In summary I just want to find out if anybody has some concrete advice
on storage devices that is acceptable for usage with Postgres,
especially latency. I've highlighted some tests I've done, but I need to
interpret the numbers correctly.
Any feedback on the following will help
* Acceptable write IO latency
o WAL
o Data
o Temp
o ...
* Acceptable read IO latency
* Any other storage/drive related advice
Regards
Riaan
On 2026/02/11 01:13, Riaan Stander wrote:
Good day
We host our own Postgres (v17) server on-prem as the backbone of our
SaS application. It's a fairly busy OLTP application with a database
per tenant strategy. This obviously does complicate our setup.
Our hosting platform is as follows:
3 x Host Servers running Microsoft Storage Spaces in a 3 way mirror
Ubuntu VM hosting Postgres
A few months ago we had some severe performance issues with lots of
queries and writing operations just pending. After some deep
investigation we started realizing that it was disk IO causing the
issue. We used iostat and could see the write await was above 30ms and
sometimes even spiking much higher. This was resolved by moving our
backups (made with Veeam) from backing up the primary to a slave on
other infrastructure. Our current happy state where clients are not
experiencing issues is a iostat write await of 5ms and lower.
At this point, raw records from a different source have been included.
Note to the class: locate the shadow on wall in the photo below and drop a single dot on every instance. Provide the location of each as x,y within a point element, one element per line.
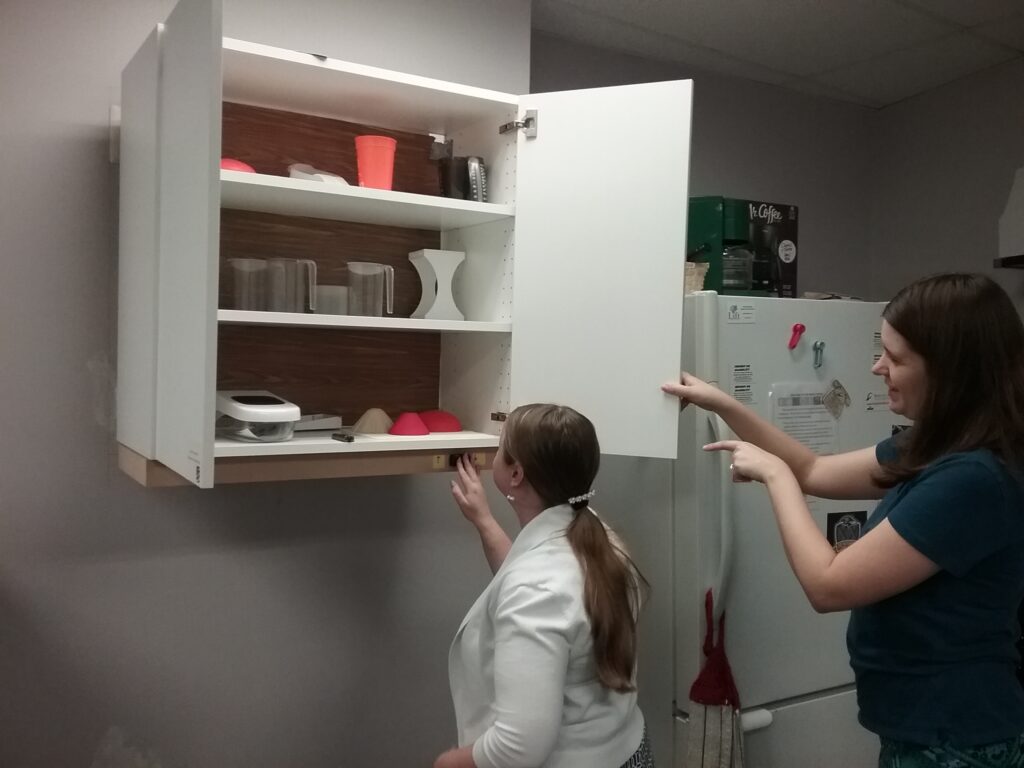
<point>264,626</point>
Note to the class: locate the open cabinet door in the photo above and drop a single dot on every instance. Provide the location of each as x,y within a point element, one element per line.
<point>189,225</point>
<point>600,244</point>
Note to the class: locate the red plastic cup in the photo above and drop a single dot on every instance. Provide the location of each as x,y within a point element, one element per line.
<point>375,161</point>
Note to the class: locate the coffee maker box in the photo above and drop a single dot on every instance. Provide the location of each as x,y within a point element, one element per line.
<point>764,233</point>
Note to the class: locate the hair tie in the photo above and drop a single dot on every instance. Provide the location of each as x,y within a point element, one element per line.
<point>582,498</point>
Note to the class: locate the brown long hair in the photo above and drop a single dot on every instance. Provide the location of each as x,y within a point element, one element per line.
<point>559,454</point>
<point>971,338</point>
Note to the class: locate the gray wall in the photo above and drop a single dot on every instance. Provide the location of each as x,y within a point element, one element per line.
<point>756,141</point>
<point>294,624</point>
<point>944,163</point>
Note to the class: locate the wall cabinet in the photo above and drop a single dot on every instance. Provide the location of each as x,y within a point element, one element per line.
<point>571,285</point>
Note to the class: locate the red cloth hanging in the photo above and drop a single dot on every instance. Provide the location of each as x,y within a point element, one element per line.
<point>715,684</point>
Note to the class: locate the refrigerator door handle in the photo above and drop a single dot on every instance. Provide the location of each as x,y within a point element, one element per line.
<point>755,720</point>
<point>720,431</point>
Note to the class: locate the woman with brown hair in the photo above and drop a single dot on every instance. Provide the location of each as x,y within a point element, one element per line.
<point>543,667</point>
<point>936,579</point>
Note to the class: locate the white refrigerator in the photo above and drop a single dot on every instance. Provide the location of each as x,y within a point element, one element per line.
<point>805,366</point>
All was good for a few months until recently when this issue started
again. This time it could not be the backups. We had various hardware
vendors involved, but at some point it came to light that the Storage
Spaces hardware are all mechanical disks with NVME only used for
Storage Spaces journaling and caching. There are now some discussions
of upgrading drives to SSD, but my concern is that this is not
guaranteed to solve the issue. Especially with the 3 way mirror it
seems all writes will go to the other hosts before returning. So
latency is almost impossible to remove.
So now my question. I started running some IO tests using fio,
pg_test_fsync & pg_test_timing. Before we spend days/months trying to
tune Postgres settings I'm trying to get some definitive published
information about what IO numbers I should expect when running plain
hardware tests with Postgres completely out of the loop. I've seen
some info about 1ms and less write latency is what you want for WAL.
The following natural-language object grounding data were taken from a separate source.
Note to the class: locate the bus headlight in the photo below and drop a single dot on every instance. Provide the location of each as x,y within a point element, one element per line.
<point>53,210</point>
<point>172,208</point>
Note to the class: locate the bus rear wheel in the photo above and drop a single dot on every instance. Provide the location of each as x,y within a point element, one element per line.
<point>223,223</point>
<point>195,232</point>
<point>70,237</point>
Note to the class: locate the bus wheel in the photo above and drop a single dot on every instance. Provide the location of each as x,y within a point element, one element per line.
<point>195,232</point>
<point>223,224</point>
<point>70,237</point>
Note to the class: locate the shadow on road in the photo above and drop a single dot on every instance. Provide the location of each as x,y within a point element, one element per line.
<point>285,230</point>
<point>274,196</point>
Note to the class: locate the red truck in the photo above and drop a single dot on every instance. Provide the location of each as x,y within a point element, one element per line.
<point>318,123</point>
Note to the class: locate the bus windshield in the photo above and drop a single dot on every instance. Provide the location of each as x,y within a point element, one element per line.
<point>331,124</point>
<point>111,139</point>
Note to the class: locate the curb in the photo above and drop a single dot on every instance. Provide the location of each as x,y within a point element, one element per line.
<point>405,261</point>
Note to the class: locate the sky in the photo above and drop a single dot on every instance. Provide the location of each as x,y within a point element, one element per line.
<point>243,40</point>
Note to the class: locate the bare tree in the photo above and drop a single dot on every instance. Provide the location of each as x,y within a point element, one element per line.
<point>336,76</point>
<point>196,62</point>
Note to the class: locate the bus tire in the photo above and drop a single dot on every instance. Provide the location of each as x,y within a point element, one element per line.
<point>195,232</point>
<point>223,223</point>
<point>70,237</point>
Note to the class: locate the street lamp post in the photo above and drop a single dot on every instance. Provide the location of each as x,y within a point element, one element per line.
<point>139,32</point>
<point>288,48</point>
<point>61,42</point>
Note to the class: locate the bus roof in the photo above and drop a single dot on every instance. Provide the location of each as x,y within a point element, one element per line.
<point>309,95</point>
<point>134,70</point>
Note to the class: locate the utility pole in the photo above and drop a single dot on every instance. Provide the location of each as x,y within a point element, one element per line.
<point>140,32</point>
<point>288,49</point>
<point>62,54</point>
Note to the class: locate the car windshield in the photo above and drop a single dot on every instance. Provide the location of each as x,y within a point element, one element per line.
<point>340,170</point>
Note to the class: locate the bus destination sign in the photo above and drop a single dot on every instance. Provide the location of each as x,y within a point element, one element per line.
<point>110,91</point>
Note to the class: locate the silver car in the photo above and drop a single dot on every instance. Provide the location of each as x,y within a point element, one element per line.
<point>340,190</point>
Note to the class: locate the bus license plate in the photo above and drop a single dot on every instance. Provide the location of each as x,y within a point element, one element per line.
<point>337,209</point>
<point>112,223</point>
My logic says that if you have a stiffie drive for storage you can
tune it, but you still have a stiffie drive.
These are the tests I've run so far
1. WAL-Style Latency Test (4K random sync writes)
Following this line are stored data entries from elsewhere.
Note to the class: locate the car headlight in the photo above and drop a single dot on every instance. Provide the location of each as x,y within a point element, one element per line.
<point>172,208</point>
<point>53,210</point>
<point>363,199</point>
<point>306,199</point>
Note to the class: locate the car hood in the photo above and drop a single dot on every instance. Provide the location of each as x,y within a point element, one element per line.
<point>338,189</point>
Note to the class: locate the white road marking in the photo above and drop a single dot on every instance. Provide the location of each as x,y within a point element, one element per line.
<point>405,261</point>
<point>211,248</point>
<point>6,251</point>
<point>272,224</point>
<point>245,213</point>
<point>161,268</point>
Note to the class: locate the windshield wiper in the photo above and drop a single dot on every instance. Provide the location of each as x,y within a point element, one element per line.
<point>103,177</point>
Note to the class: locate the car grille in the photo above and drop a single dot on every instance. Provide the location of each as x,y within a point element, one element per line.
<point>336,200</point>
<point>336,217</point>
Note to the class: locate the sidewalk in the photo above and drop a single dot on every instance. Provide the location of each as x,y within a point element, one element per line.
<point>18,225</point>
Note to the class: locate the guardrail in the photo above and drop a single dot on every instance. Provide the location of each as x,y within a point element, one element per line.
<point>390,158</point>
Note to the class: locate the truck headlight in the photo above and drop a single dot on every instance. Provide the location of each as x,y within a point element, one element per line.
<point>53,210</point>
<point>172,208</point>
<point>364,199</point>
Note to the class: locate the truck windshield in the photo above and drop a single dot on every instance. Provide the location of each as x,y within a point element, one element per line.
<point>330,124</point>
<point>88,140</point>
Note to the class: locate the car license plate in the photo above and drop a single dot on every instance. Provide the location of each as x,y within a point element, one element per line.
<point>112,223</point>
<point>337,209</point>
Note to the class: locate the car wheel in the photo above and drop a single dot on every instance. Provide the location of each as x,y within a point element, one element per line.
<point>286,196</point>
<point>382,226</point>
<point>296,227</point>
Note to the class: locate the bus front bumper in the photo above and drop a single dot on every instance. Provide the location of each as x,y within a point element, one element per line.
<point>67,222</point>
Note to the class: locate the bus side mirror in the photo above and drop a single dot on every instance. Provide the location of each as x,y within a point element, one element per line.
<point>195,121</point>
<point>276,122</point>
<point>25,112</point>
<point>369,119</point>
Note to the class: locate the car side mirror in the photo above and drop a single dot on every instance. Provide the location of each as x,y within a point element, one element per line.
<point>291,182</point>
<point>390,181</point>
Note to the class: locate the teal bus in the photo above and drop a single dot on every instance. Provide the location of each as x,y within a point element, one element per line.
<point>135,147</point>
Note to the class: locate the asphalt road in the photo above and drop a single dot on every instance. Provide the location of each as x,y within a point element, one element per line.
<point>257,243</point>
fio --name=wal-latency --filename=$TESTDIR/fio_wal_test --size=2G
--rw=randwrite --bs=4k --iodepth=1 --ioengine=libaio --direct=1
--fsync=1 --runtime=60 --group_reporting
2. Random Read IOPS Test (index lookup simulation)
fio --name=index-read --filename=$TESTDIR/fio_index_test --size=8G
--rw=randread --bs=4k --iodepth=32 --ioengine=libaio --direct=1
--runtime=60 --group_reporting
3. Mixed OLTP Test (70% read / 30% write)
fio --name=oltp-mixed --filename=$TESTDIR/fio_oltp_mixed --size=8G
--rw=randrw --rwmixread=70 --bs=8k --iodepth=32 --ioengine=libaio
--direct=1 --runtime=60 --group_reporting
4. Checkpoint Burst Test (sequential write pressure)
fio --name=checkpoint-burst --filename=$TESTDIR/fio_checkpoint
--size=20G --rw=write --bs=1M --iodepth=64 --ioengine=libaio
--direct=1 --runtime=60 --group_reporting
5. PostgreSQL fsync Code Path Test
pg_test_fsync -f $TESTDIR/pg_test_fsync
6. Timer / Scheduling Jitter Test
pg_test_timing -d 3
Regards
Riaan